With the anemia, headaches, pancreaitis, allergies/asthma, gerd, and gastritis/swelling we did decide to go gluten-free last week. I'm already feeling better. I didn’t start to feel sick again until after I ate dinner last night. And I cooked it myself! I had tilapia fish and rice. I played it safe because I knew I never have a problem with this meal. Okay, so what was different last night? Why did I swell up and have a hint of a headache? Butter. I NEVER add butter to my fish, I always use olive oil but I ran out so I used butter. Ok, can’t have butter....or at least until I find one without the wheat filler.

From my previous post:

It’s a slow process, but I think we’re on the right track. My husband isn’t surprised at all. He says I’ve been in denial. I can’t explain why I’ve fought this, maybe because it seems this year I’ve had to eliminate so many things from my diet: milk, meats, pastas, some breads… I eliminated salad because I got really sick. Why? Croutons. I stopped eating minestrone because just a cup started making me sick. Why? Pasta. My husband is quite smug right now, “I told you so.” He’s such a brat!

Anyway, I’m getting there and I’m getting stronger willed and optimistic. Who knows, it might not be the actual fats I have problems with it. It might be the gluten that has upset my system so much that it doesn’t matter what I eat, I become sick. Its like having the flu. Its not the food that’s making you sick, it’s the flu. Your stomach just can’t take it.

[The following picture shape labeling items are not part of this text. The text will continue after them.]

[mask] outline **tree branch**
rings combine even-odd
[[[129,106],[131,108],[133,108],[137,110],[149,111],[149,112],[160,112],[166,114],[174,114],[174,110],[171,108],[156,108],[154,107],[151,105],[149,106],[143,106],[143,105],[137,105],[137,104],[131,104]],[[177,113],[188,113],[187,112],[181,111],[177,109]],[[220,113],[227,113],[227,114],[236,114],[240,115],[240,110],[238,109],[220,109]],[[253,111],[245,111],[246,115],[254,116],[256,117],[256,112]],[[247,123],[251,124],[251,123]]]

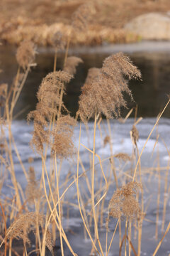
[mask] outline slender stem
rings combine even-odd
[[[149,136],[148,136],[148,137],[147,137],[147,140],[146,140],[146,142],[145,142],[145,143],[144,143],[144,146],[143,146],[143,148],[142,148],[142,151],[141,151],[141,153],[140,153],[140,157],[138,158],[138,160],[137,160],[137,164],[136,164],[135,169],[134,175],[133,175],[133,178],[132,178],[132,182],[134,182],[134,181],[135,181],[135,175],[136,175],[137,169],[137,166],[138,166],[139,162],[140,162],[140,159],[141,159],[142,154],[142,153],[143,153],[143,151],[144,151],[144,148],[145,148],[145,146],[146,146],[146,145],[147,145],[147,142],[149,141],[149,138],[150,138],[150,137],[151,137],[151,135],[152,135],[152,132],[153,132],[153,131],[154,131],[154,129],[155,127],[157,125],[157,124],[158,124],[158,122],[159,122],[159,119],[160,119],[161,117],[162,116],[162,114],[164,114],[164,112],[165,110],[166,110],[166,107],[168,107],[168,105],[169,105],[169,102],[170,102],[170,99],[169,100],[169,101],[168,101],[168,102],[166,104],[166,105],[165,105],[165,107],[164,107],[164,110],[162,110],[162,112],[161,112],[161,114],[160,114],[160,115],[159,115],[159,118],[157,119],[157,122],[156,122],[156,123],[155,123],[155,124],[154,124],[154,127],[152,129],[152,131],[151,131],[151,132],[149,133]]]

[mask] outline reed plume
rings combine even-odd
[[[67,159],[75,153],[72,142],[73,128],[75,125],[76,120],[67,114],[57,119],[56,127],[52,132],[52,152],[60,159]]]
[[[81,58],[76,56],[68,57],[64,65],[63,70],[67,72],[71,75],[75,75],[76,72],[76,67],[79,63],[82,63],[83,60]]]
[[[52,144],[52,151],[56,150],[55,145],[57,142],[60,144],[60,139],[58,137],[57,130],[56,131],[54,127],[54,130],[50,131],[48,126],[52,117],[58,115],[58,110],[60,106],[62,111],[62,110],[67,110],[61,101],[60,90],[64,90],[65,84],[69,82],[72,78],[72,75],[64,71],[52,72],[42,80],[38,89],[37,94],[38,103],[36,105],[36,110],[30,112],[28,115],[28,121],[32,118],[34,120],[34,132],[30,145],[33,148],[35,147],[38,154],[42,154],[43,151],[44,144],[47,145]],[[68,117],[68,120],[69,120],[69,117]],[[60,137],[62,134],[64,135],[60,130]],[[53,139],[53,137],[55,139]],[[62,146],[61,145],[60,148],[62,149]]]
[[[91,15],[96,12],[93,4],[88,2],[80,5],[72,16],[72,26],[78,32],[85,31]]]
[[[38,199],[40,197],[40,192],[35,178],[34,168],[32,166],[29,169],[28,183],[26,189],[26,195],[30,205],[34,203],[35,199]]]
[[[125,218],[131,221],[140,217],[140,207],[134,196],[138,188],[142,189],[142,185],[137,182],[130,182],[118,188],[109,203],[109,216]]]
[[[16,60],[19,65],[26,70],[35,60],[36,51],[33,42],[25,40],[21,43],[16,52]]]
[[[97,73],[96,77],[82,87],[78,113],[83,122],[94,117],[96,112],[108,119],[113,114],[119,117],[120,107],[126,107],[123,92],[132,99],[126,78],[141,78],[140,70],[122,53],[106,58]]]
[[[137,142],[139,139],[139,132],[135,124],[132,126],[132,129],[130,132],[130,134],[132,144],[134,146],[137,146]]]
[[[57,50],[64,49],[66,42],[61,31],[57,31],[53,33],[51,38],[51,43]]]

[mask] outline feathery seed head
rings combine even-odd
[[[52,45],[57,50],[64,50],[65,47],[65,41],[63,38],[63,35],[61,31],[55,32],[52,37]]]
[[[33,212],[21,215],[11,225],[7,230],[8,238],[23,239],[24,243],[30,244],[28,238],[29,233],[35,230],[37,224],[42,227],[44,223],[44,216]]]
[[[96,75],[87,78],[88,84],[82,88],[78,113],[83,122],[86,122],[97,114],[103,114],[107,118],[120,116],[120,107],[126,107],[123,92],[132,97],[128,81],[132,78],[140,78],[141,74],[129,58],[122,53],[107,58]]]
[[[142,189],[142,187],[137,182],[130,182],[118,188],[109,203],[109,216],[115,218],[125,217],[130,220],[140,217],[140,207],[134,196],[138,188]]]

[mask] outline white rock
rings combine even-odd
[[[135,33],[146,40],[170,40],[170,15],[149,13],[140,15],[125,26],[129,32]]]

Facing your family and helping them face the facts:

Well, I’ve been putting off calling my mother and sister-in-law about me going on the gluten-free diet. My SIL probably wouldn’t have had any problems with it. She has Crohn’s Disease, so I’m sure she would have understood, but my mother (per my brother’s explanation) has become so numb with worry over her children she just doesn’t want to face things. Anyway, my youngest son is sick today and I’m fairly certain it’s from wheat intolerance. I know I’m not a doctor, but I spoke with the nurse and with his previous history of rashes/diarrhea/recent temperament she agrees that it must be a food allergy. Just last week he had a bad reaction to french toast (wheat).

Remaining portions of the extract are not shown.